Cape Air’s in-house Covid-19 task force scrambled to rebound as pilots called in sick one after the next. For staffing holes in the Northeast, the airline leaned on its “SAMP” — that is, its standby “Small Army of Management Pilots,” who can be deployed at any time. And on Sunday, Jan. 2, the task force announced a new incentive pay plan, hoping this would encourage healthy pilots to pick up extra shifts.
Cape Air, in total, has approximately 90 pilots. As of Monday, 21 of them had signed up to cover 78 additional shifts. “That helps us greatly,” Markham said.
But the airline is hard pressed to recover flights on its midwestern routes and its Montana network.
Cape Air canceled 2.4 percent of its flights in December because of Covid sick calls. A year earlier, in December 2020, the airline had no cancellations at all. Only three flights into or out of Provincetown Municipal Airport were canceled last month.
These statistics, at first glance, may seem like only a blip on the radar, but “that’s still going to have an impact on our customers,” Markham said.
Cape Air currently has about 750 employees. Throughout the pandemic, that number has held steady, varying between 700 and 750, but “our biggest challenge right now,” said Markham, “is pilot staffing.”
That is by no means a problem unique to Cape Air. The airline industry at large has been dealing with a pilot shortage — and Covid-19 made matters worse when it pushed both major and regional airlines to furlough workers and encourage early retirements.
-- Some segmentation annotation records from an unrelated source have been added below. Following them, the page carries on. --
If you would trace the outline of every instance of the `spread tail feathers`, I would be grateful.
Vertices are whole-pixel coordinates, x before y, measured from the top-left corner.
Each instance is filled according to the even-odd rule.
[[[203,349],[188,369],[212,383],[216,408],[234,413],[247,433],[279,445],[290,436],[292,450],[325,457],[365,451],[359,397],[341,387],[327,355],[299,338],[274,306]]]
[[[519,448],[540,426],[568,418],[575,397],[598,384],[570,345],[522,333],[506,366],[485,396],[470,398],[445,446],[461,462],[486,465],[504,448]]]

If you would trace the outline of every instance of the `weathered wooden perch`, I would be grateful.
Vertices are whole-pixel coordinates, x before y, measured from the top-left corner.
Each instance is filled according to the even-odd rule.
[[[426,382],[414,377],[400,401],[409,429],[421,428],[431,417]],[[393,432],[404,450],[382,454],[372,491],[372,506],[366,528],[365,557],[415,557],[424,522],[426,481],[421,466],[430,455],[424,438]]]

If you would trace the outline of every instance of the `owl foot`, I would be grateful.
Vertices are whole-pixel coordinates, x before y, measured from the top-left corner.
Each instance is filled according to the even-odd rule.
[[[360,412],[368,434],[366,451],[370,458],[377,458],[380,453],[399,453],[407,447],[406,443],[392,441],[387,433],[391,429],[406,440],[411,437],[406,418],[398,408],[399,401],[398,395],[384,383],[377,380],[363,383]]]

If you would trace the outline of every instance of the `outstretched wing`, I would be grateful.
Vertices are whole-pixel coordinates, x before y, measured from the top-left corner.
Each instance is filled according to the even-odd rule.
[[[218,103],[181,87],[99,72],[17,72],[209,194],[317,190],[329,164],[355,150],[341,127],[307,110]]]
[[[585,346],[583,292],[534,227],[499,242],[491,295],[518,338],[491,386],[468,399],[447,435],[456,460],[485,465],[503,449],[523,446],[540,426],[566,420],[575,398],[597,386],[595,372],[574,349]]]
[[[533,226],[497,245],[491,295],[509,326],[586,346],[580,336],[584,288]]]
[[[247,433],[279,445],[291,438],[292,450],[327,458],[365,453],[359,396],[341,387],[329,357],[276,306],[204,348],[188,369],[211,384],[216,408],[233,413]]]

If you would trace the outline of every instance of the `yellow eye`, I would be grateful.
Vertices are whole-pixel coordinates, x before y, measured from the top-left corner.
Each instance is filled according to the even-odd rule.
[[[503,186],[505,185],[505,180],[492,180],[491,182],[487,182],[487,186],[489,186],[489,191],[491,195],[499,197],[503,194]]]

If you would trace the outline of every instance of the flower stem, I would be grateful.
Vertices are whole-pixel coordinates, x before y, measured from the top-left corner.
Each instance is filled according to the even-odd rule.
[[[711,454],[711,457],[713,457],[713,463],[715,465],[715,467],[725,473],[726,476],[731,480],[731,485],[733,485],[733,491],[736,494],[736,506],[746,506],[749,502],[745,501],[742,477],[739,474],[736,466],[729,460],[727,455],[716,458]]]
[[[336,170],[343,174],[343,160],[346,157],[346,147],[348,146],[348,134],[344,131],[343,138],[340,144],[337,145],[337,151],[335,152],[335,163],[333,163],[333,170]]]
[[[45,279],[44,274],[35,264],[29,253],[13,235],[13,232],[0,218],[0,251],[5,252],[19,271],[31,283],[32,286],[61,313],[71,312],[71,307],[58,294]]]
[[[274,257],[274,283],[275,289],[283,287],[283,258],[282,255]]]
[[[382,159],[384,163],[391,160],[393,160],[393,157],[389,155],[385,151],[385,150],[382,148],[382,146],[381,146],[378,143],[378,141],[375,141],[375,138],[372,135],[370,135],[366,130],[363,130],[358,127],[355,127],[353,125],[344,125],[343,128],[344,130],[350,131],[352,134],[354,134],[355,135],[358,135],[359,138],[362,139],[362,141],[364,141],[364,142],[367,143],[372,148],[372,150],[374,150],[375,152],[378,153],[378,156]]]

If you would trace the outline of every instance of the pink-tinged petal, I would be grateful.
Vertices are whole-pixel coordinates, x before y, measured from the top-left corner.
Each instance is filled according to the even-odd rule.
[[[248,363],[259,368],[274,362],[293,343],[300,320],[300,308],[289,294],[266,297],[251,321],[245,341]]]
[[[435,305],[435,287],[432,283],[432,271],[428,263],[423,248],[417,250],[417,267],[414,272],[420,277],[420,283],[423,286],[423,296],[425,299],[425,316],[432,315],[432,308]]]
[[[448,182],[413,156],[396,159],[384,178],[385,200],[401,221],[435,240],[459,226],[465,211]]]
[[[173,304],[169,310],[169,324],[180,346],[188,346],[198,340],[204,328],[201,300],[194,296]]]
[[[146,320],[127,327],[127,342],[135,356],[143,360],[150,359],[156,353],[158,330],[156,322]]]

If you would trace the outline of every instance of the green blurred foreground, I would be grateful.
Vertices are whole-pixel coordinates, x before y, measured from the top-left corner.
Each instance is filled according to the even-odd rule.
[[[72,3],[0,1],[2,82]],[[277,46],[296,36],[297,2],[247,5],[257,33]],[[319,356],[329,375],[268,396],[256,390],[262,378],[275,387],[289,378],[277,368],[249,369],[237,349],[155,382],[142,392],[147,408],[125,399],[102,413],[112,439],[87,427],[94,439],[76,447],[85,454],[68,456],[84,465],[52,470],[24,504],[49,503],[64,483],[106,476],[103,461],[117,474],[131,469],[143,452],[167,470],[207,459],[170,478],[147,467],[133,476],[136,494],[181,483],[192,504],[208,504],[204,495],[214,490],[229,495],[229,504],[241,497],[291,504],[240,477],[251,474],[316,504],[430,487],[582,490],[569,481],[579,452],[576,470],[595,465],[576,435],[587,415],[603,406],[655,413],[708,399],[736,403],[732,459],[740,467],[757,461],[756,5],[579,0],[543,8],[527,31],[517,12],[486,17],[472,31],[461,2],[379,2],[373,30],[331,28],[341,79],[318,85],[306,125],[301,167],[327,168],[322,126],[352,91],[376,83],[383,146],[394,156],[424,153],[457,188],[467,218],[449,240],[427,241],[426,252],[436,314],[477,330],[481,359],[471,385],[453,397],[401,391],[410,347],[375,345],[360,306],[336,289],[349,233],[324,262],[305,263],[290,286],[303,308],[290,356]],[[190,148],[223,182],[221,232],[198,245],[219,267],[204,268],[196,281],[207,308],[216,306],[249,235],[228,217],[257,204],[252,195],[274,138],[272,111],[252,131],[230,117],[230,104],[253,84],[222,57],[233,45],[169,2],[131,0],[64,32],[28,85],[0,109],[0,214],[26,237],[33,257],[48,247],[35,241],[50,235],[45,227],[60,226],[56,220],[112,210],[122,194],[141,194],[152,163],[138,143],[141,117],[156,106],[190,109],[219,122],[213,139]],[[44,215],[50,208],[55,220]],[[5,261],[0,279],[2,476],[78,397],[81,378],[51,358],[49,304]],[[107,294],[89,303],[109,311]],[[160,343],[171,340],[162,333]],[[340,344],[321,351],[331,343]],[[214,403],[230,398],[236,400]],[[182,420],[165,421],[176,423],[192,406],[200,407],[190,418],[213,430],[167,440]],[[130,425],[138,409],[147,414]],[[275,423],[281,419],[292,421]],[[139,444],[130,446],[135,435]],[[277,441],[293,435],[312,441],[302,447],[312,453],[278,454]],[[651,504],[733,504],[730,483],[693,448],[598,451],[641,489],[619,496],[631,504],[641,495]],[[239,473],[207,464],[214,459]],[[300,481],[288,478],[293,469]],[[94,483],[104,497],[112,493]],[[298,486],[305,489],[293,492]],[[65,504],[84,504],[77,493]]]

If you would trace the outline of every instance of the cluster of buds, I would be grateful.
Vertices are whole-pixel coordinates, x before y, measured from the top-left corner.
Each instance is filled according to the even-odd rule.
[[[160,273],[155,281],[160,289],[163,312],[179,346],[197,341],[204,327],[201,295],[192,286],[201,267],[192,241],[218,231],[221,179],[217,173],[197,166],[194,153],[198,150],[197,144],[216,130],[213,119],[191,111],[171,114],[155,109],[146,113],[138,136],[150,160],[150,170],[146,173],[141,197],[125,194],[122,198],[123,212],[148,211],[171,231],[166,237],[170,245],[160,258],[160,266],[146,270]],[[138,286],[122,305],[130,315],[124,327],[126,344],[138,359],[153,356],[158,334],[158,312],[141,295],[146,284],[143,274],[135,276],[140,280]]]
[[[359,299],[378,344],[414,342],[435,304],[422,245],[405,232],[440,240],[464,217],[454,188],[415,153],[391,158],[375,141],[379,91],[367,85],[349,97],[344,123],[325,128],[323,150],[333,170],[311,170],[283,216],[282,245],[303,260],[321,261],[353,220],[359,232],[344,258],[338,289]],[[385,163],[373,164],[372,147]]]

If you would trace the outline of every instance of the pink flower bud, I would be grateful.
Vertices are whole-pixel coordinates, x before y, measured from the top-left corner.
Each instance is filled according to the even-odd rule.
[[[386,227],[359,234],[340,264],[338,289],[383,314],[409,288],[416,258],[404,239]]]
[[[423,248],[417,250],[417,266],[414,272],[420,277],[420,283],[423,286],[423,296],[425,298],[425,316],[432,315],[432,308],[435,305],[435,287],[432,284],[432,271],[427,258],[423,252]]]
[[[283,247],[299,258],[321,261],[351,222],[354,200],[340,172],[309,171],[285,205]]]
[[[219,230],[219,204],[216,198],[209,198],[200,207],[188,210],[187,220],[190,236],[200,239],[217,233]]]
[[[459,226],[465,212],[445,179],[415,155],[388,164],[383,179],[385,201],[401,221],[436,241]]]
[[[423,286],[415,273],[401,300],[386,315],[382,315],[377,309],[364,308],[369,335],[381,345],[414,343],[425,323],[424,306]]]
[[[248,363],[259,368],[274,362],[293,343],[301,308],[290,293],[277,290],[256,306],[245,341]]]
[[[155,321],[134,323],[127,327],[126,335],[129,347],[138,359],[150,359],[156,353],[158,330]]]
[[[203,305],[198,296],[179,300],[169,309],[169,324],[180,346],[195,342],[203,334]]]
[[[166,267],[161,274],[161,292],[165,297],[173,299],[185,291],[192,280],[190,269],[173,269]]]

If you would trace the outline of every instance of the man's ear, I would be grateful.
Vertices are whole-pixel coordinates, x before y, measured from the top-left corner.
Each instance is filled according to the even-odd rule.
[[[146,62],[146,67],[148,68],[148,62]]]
Cape Air was able to avoid these measures, promising its pilots that their jobs were secure, but the airline’s own staffing issues emerged after their competitors withdrew those furlough policies and resumed hiring. What followed was, as Markham put it, a “feeding frenzy.”
“Our pilots were ripe for the picking,” she said, “because they come from such a well-structured training environment and are well qualified to go on to regional airlines.”
Cape Air’s fleet of Cessna 402 and Tecnam P2012 planes, which are the backbone of the airline, “require you to be a good stick-and-rudder pilot,” said Ryan Baker, the airline’s chief pilot.
This, in turn, makes Cape Air pilots desirable candidates for other airlines operating larger aircraft, which, by contrast, are highly automated. “You’re sort of just sitting there, monitoring instruments and the automation of the aircraft,” Baker said, “as opposed to actually flying the airplane.” But as a result, “people come here to spend a few years and then move on,” he added.
In an attempt to retain pilots, the airline has been patching together what it calls pathway programs. If Cape Air pilots serve as captains for at least two years, they will then be guaranteed a position at Spirit Airlines. Cape Air has a similar agreement for fresh-out-of-college pilots in its university gateway program, which can clinch for these young professionals an eventual job at JetBlue.
“The gateway program is one of the first ones put together in the country,” said Baker. “We’re pretty proud of that.”
Cape Air, meanwhile, has started gathering the vaccination status of its employees for a database, prepping for an upcoming federal regulation aimed at employers with 100 or more employees. OSHA will be requiring all such private companies to ensure that their workers are either vaccinated or tested weekly for Covid-19.
“We just need to get through the next few weeks,” Markham said. “I’m really hoping that people who get this variant of Covid can get back on track and be able to get down to business.”